The summation of the deflection of the individual members using the formula below gives the deflection of the roof truss at the point of interest.

δ = ∑n_iN_iL_i/E_iA_i

Where;
n = axial force in member i due to virtual unit load
N = axial load in member i due to externally applied load
L = length of member
E = Modulus of elasticity of member
A = Area of member

Worked Example

A truss is loaded as shown below. Obtain the vertical deflection at point C due to the externally applied load (AE = constant).
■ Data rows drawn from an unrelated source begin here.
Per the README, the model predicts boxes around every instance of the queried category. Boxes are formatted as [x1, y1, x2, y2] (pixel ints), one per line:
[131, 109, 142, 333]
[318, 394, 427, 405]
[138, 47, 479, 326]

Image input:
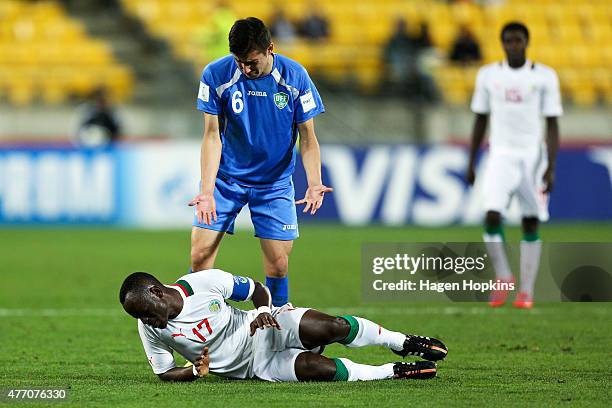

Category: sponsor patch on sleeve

Support Reaction due to externally applied load
Let ∑M_G = 0;
9A_y – (6 × 6) – (4 × 3) + (10 × 3) = 0
A_y = 2 kN↑

Let ∑M_A = 0;
9G_y – (10 × 3) – (4 × 6) – (6 × 3) = 0
G_y = 8 kN ↑

Let ∑F_x = 0
A_x = 10 kN ←

Internal forces due to the externally applied loads

Joint A

∑F_y = 0
2 + F_ABsin45 = 0
F_AB = -2.8 kN (compression)

∑F_x = 0
-10 + F_AC + F_ABcos45 = 0
-10 + F_AC – 2.8cos45 = 0
F_AC = 12 kN (tension)

Joint B

∑F_x = 0
F_BD – F_BAcos45 = 0
F_BD – 2.8cos45 = 0
F_BD = -2 kN (compression)

∑F_y = 0
-6 – F_BC – F_BAsin45 = 0
-6 – F_BC + 2.8sin45 = 0
F_BC = -4 kN (tension)

JOINT C

∑F_y = 0
F_BC + F_CDsin45 = 0
-4 + F_CDcos45 = 0
F_CD = 5.656 kN (tension)

∑F_x = 0
-F_CA + F_CDcos45 + F_CE = 0
-12 + 5.656cos45 + F_CE = 0
F_CE = 8 kN (tension)

JOINT G

∑F_y = 0
8 + F_GF = 0
F_GF = -8 kN (compression)

∑F_x = 0
F_GE = 0

JOINT F

∑F_y = 0
-F_FG – F_FEsin45 = 0
-(-8) – F_FEsin45 = 0
F_FE = 11.31 kN (tension)

∑F_x = 0
-F_FD – F_FEcos45 + 10 = 0
-F_FD – 11.31cos45 + 10 = 0
F_FD = 2 kN (tension)

JOINT E

∑F_y = 0
F_ED + F_EFsin45 = 0
F_ED + 11.31sin45 = 0
F_ED = -8 kN (compression)

Having obtained the internal forces in all the members due to the externally applied loads, let us remove all the loads and replace them with a unit vertical load at point C as shown below;

Support Reaction due to virtual load
Let ∑M_G = 0;
9A_y – (1 × 6) = 0
A_y = 6/9 = 0.667 ↑

Let ∑M_A = 0;
9G_y – (1 × 3) = 0
G_y = 3/9 = 0.333 ↑

Let ∑F_x = 0
A_x = 0

When analysed using the same procedure as above;

F_AC = 0.665 (tension)
F_AB = -0.941 (compression)
F_BC = 0.665 (tension)
F_CE = 0.334 (tension)
F_CD = 0.47 (tension)
F_BD = 0.665 (compression)
F_DE = 0.331 (compression)
F_DF = 0.333 (compression)
F_EF = 0.47 (tension)
F_EG = 0
F_GF = 0.333 (compression)

We can now form a table as follows;

Member	n	N (kN)	L (m)	nNL/AE
AC	+0.665	+12.00	3.000	23.940
AB	-0.940	-2.80	4.243	11.167
BC	+0.665	-4.00	3.000	-7.980
CE	+0.334	+8.00	3.000	8.016
CD	+0.470	+5.65	4.243	11.267
BD	-0.665	-2.00	3.000	3.990
DE	-0.331	-8.00	3.000	7.944
DF	-0.331	+2.00	3.000	-1.986
EF	+0.470	+11.31	4.243	22.554
EG	0	0	3.000	0.000
GF	-0.333	-8.00	3.000	7.992
				∑niNiL = 86.904/AE

Therefore the vertical deflection at point C is 86.904/AE metres.